Concurrent requests can overwhelm servers. Add delays and rate limits:

import asyncio
import aiohttp
import time
from asyncio import Semaphore

class RateLimitedScraper:
    def __init__(self, concurrency: int = 5, delay: float = 0.5):
        self.semaphore = Semaphore(concurrency)
        self.delay = delay
        self._last_request = 0

    async def _wait_for_rate_limit(self):
        """Ensure minimum delay between requests"""
        now = time.monotonic()
        time_since_last = now - self._last_request
        if time_since_last < self.delay:
            await asyncio.sleep(self.delay - time_since_last)
        self._last_request = time.monotonic()

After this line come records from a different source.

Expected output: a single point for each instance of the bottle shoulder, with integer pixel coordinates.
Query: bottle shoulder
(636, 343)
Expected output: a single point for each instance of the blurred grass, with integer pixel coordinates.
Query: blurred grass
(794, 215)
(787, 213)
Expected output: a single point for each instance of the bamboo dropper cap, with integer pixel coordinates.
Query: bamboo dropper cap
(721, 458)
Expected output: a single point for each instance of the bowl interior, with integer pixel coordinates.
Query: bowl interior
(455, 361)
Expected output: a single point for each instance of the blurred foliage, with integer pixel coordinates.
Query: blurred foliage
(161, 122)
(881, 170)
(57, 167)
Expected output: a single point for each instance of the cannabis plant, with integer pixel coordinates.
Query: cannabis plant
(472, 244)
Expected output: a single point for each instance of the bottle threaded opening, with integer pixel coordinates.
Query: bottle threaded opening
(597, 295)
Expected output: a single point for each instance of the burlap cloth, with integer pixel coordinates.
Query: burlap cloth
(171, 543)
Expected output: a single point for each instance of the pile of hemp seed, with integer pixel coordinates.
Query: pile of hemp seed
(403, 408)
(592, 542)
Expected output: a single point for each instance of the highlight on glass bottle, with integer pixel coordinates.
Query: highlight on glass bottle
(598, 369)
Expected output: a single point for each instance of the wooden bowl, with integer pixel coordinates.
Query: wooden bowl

    async def fetch(self, session: aiohttp.ClientSession, url: str) -> dict:
        async with self.semaphore:
            await self._wait_for_rate_limit()
            try:
                async with session.get(url, timeout=aiohttp.ClientTimeout(total=15)) as resp:
                    return {"url": url, "status": resp.status, "content": await resp.text()}
            except Exception as e:
                return {"url": url, "error": str(e)}

    async def scrape_all(self, urls: list) -> list:
        async with aiohttp.ClientSession() as session:
            tasks = [self.fetch(session, url) for url in urls]
            return await asyncio.gather(*tasks)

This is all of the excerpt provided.